Last week I began choosing plants for the garden I’m making at our office in town.
It’s not any garden, it’s a naturalistic garden: it will use native plants to create something that goes beyond pleasing me as a human and instead, I hope, will please an ecosystem.
After all, being home is knowing we’re not isolated bags of bones but part of all that is.
I’m working on a spreadsheet where I’m plotting what conditions the plants like, how tall they’ll grow, when they bloom and whether the deer will eat them.
This spreadsheet will be my shopping list for the nursery that’s growing the plants. I’ll be hoping they can grow my choices.

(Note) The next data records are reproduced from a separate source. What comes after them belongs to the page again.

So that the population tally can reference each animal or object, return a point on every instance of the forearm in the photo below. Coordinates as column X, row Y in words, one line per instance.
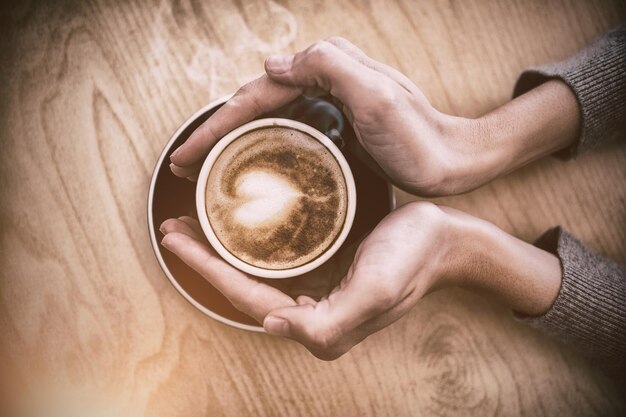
column 529, row 127
column 485, row 258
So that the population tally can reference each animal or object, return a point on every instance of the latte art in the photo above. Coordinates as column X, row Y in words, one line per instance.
column 276, row 198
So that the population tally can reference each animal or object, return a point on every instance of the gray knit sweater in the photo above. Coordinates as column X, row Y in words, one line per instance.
column 590, row 310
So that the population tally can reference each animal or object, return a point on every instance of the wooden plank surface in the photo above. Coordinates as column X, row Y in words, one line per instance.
column 90, row 92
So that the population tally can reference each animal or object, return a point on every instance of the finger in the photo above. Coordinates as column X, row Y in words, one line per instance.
column 184, row 172
column 252, row 100
column 194, row 225
column 305, row 299
column 358, row 54
column 247, row 295
column 325, row 66
column 324, row 324
column 179, row 226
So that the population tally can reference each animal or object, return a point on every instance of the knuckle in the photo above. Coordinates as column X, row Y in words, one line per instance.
column 320, row 50
column 388, row 92
column 386, row 295
column 323, row 338
column 337, row 40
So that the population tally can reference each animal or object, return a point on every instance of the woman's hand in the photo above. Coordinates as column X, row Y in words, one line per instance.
column 416, row 249
column 420, row 149
column 343, row 302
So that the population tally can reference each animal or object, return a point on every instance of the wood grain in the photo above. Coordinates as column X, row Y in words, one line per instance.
column 90, row 92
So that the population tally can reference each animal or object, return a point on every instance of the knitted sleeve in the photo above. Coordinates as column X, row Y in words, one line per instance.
column 590, row 310
column 597, row 76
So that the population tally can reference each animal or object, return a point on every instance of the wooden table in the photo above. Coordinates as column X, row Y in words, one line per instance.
column 90, row 93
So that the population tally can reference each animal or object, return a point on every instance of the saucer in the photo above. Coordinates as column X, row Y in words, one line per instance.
column 170, row 196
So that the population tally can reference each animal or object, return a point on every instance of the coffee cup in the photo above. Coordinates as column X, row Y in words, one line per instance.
column 275, row 198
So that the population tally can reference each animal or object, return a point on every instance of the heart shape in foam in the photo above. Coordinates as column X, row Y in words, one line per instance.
column 265, row 197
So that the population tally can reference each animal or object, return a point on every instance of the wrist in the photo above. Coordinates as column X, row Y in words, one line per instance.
column 529, row 127
column 483, row 257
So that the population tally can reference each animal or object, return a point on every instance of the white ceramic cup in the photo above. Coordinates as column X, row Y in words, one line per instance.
column 201, row 198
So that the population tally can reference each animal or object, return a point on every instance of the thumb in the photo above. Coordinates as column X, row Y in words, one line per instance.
column 327, row 67
column 320, row 326
column 308, row 325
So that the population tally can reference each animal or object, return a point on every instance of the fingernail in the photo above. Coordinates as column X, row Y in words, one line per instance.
column 279, row 64
column 276, row 326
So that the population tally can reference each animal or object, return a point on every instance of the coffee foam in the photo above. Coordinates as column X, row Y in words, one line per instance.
column 276, row 198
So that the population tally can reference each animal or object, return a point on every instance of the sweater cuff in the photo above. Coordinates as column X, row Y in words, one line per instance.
column 597, row 76
column 590, row 310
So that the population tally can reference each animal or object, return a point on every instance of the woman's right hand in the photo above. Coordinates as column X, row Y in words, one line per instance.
column 420, row 149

But I’ll be holding on to my choices lightly.
The thing is, I’m working with nature here. And nature does what nature does.
Deer will browse. Plants will die. Others will try to take over the garden.
Over time, the garden will change. It will make itself—because plants grow where they want to grow.
If I’m wise, I’ll garden with a light touch. I’ll make the best choices I can, but I’ll let the garden tell me when I’m wrong.
I’ll tend and nudge, but I won’t control. Because I can’t control nature and I can’t control the world.
On some days, I see living as like a dance, a tango with reality. Sometimes I lead, sometimes I’m led. Sometimes I choreograph the dance, other times I allow the world to dance me.
Being home is being OK with what is. It’s desiring then accepting.
There’s planting, there’s weeding… and there’s allowing.